James DiCarlo is a Professor of Neuroscience, and Head of the Department of Brain and Cognitive Sciences at the Massachusetts Institute of Technology. His research goal is to reverse engineer the brain mechanisms that underlie human visual intelligence. He and his collaborators have revealed how population image transformations carried out by a deep stack of neocortical processing stages — called the primate ventral visual stream — are effortlessly able to extract object identity from visual images. His team uses a combination of large-scale neurophysiology, brain imaging, direct neural perturbation methods, and machine learning methods to build and test artificial neural network models of the ventral visual stream and its support of cognition and behavior. Such an engineering-based understanding is likely to lead to new artificial vision and artificial intelligence approaches, new brain-machine interfaces to restore or augment lost senses, and a new foundation to ameliorate disorders of the mind.

 

Wednesday Keynote

Ritu Favre

Senior Vice President and General Manager of Semiconductor Business, NI

Applying Digital Transformation Technologies to Semiconductor Product Development 

At first glance, you might think that digital transformation applies only to IT organizations, e-commerce systems, or your personal strategy to store family photos in the cloud.  However, many of the same technologies that improve our consumer experiences are fundamentally shaping how semiconductor organizations design, test, and manufacture semiconductor products.  In this presentation, we’ll share some of the latest trends and technologies that best-in-class semiconductor companies are using to accelerate and improve product designs.  More specifically, we’ll share practical examples of how companies are utilizing technologies ranging from the remote automation to the cloud to artificial intelligence to transform modern engineering labs and enterprises.

biographyAs senior vice president and general manager of the semiconductor business, Ritu Favre is responsible for driving business growth and defining the products, services, and capabilities required to meet the unique needs of NI customers in the market.

 Favre is a seasoned high-tech industry leader with experience across general management and executive leadership roles in the RF and semiconductor industries. Most recently, she served as the chief executive officer of NEXT Biometrics and was on the Cohu Board of Directors. Prior to her role at NEXT, she helped build profitable businesses while holding senior management positions with market leaders such as Motorola, Freescale Semiconductor, and Synaptics.

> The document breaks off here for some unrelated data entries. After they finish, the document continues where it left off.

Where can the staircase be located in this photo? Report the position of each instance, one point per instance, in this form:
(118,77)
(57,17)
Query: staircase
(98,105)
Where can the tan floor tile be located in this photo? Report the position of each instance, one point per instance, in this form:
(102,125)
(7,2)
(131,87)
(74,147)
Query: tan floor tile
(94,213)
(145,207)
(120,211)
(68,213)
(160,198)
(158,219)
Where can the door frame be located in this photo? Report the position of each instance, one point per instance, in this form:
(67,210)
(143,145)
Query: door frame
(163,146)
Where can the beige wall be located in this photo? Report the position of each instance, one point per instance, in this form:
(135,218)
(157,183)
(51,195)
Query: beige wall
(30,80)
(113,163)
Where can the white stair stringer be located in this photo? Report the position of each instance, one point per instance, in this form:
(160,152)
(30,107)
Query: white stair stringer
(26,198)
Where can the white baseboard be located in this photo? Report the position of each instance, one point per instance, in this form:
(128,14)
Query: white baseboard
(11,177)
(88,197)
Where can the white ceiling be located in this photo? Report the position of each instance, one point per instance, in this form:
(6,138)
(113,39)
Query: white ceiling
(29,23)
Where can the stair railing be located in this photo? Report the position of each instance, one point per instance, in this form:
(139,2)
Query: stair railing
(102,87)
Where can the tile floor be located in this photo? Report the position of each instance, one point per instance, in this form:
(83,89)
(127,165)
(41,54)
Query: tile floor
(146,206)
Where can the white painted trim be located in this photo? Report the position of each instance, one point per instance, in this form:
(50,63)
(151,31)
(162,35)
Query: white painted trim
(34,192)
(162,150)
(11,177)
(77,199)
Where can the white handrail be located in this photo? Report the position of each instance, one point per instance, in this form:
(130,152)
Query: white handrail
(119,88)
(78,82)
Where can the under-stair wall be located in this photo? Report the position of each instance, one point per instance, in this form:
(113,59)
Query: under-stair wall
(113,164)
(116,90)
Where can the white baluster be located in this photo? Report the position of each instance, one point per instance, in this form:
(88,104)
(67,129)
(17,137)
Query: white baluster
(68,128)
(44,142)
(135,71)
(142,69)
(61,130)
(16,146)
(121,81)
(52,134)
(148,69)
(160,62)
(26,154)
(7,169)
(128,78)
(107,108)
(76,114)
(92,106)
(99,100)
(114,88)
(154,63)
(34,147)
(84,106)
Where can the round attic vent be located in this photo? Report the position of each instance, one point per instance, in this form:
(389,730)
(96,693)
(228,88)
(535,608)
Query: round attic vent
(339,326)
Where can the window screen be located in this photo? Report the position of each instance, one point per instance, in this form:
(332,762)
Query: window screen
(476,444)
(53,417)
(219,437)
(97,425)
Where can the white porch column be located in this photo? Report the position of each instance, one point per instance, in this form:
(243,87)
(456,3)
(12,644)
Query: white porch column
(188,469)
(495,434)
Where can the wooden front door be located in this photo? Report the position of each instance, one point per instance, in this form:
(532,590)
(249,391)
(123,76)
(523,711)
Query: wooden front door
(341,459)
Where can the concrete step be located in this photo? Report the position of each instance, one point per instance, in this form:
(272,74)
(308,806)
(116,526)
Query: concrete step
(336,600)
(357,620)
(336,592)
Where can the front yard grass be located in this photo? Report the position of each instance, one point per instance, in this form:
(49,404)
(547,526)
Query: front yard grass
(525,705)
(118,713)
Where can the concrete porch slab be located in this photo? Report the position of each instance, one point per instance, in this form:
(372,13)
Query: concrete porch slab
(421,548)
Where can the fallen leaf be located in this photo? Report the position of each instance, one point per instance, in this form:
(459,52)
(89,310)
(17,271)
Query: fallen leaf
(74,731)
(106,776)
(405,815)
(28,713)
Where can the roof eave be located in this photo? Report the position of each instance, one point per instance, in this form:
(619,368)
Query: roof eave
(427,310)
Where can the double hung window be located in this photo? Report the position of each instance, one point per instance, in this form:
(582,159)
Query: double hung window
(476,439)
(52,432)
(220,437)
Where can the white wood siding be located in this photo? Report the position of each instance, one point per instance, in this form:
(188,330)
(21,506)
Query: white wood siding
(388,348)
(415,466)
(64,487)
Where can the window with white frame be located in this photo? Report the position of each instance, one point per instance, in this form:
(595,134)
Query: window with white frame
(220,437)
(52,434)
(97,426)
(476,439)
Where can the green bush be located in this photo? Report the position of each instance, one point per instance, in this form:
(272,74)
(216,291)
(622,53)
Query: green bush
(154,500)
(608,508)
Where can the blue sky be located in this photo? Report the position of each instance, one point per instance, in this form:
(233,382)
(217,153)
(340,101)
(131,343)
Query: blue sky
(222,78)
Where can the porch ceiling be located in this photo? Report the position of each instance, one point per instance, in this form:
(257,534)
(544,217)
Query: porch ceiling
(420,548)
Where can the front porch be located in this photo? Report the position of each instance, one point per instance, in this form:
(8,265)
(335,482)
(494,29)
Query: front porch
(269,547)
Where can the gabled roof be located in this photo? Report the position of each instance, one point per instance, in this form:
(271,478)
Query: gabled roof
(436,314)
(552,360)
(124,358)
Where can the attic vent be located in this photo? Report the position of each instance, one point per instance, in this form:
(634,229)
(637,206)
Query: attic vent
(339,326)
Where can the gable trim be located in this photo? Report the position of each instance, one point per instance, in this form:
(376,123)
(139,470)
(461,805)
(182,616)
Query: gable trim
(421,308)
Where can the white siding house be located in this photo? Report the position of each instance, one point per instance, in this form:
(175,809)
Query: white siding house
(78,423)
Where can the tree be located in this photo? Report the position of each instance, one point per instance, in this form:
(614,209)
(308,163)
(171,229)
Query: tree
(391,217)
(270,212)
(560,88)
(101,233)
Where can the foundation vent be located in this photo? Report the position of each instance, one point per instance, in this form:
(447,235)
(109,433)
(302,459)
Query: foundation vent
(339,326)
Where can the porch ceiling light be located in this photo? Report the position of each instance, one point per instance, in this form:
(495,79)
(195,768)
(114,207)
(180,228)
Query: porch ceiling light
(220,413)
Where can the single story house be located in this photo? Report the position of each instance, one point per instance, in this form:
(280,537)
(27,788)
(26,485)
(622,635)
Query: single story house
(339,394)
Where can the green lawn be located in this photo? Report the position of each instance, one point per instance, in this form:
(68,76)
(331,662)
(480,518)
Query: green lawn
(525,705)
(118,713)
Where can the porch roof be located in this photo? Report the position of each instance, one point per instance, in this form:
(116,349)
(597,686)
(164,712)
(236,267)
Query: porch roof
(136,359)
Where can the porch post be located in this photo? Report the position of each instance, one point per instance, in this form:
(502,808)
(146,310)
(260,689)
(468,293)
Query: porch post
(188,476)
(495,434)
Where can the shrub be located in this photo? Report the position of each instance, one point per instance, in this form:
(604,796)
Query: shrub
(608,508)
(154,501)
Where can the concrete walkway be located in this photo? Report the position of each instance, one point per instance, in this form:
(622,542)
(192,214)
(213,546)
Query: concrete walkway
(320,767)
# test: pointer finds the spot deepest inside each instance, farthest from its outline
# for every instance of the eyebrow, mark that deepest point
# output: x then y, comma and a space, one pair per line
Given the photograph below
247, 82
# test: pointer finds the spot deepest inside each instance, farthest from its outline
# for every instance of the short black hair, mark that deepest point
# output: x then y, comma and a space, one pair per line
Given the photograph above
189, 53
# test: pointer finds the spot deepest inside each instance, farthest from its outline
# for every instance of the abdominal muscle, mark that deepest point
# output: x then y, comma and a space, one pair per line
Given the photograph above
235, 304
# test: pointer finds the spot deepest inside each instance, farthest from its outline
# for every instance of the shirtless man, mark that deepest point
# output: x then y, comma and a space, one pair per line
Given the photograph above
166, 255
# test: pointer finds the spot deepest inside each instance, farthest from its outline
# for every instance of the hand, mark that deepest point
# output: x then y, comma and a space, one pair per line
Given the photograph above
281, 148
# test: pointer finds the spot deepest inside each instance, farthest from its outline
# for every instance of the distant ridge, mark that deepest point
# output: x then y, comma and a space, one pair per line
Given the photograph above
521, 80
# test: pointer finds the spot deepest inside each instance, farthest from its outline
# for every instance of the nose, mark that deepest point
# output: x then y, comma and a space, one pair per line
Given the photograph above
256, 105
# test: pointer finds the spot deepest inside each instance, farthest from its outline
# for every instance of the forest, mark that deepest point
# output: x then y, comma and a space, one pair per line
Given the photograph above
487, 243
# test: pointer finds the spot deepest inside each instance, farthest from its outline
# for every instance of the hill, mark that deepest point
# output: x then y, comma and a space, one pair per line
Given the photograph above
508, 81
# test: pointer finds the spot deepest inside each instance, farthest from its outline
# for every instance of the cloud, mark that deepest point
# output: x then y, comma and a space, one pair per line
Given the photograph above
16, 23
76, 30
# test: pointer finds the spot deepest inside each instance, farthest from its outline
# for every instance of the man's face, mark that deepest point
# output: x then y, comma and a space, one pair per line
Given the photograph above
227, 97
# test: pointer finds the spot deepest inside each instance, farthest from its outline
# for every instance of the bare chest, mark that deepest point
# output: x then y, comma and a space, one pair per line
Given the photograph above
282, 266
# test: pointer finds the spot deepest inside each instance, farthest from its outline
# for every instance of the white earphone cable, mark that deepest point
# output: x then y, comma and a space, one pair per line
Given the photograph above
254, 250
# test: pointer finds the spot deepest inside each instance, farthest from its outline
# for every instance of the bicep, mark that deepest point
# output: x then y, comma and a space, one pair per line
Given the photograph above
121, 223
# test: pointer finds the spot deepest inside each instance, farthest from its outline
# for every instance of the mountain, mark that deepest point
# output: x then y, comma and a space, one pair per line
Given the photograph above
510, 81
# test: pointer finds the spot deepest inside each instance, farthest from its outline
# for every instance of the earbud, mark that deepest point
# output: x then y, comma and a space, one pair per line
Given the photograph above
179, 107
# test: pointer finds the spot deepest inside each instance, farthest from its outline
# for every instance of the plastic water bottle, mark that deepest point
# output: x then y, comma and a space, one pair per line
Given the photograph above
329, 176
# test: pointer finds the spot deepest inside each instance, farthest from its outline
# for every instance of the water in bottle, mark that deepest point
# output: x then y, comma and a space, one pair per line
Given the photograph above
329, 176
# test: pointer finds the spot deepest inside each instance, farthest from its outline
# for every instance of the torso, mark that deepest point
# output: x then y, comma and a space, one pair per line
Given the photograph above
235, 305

 Favre is a member of the Global Semiconductor Association’s Women’s Leadership Council, which is aimed at inspiring and sponsoring the next generation of female leaders in the semiconductor industry. She received both her bachelor’s and master’s degrees in electrical engineering from Arizona State University.

Thursday keynote

Robert Aitken

Fellow and Technology Lead for Arm Research, Arm

50 Years of ITC!  Now What?

Last year we collectively celebrated the 50th International Test Conference. After 50 years it’s tempting to say that everything’s been done, or conversely to look ahead to a glorious but only vaguely specified future. As test professionals, we know that better analysis of existing data can help us to identify and respond to future challenges. Today’s challenges include a slowing of Moore’s Law coupled with an ever-increasing appetite for data and analytics. Security and privacy concerns abound. Machine learning gives fast answers but few reasons. New technologies are emerging and bringing new test challenges with them. This talk takes stock of where we are and how we got here, and then focuses on where we might go next and why.

biographyRob Aitken is an Arm Fellow and technology lead for Arm Research. He is responsible for technology direction of Arm research, including identifying disruptive technologies, monitoring the global technology landscape, and coordinating research efforts within and outside of Arm. He has worked on test and related topics for 35 years, and is a former general chair and program chair of ITC. He has published over 100 technical papers, on a wide range of topics. He holds over 40 US patents.  Dr. Aitken joined Arm as part of its acquisition of Artisan Components in 2004. Prior to Artisan, he worked at Agilent and HP.  He is an IEEE Fellow and holds a Ph.D. from McGill University in Canada.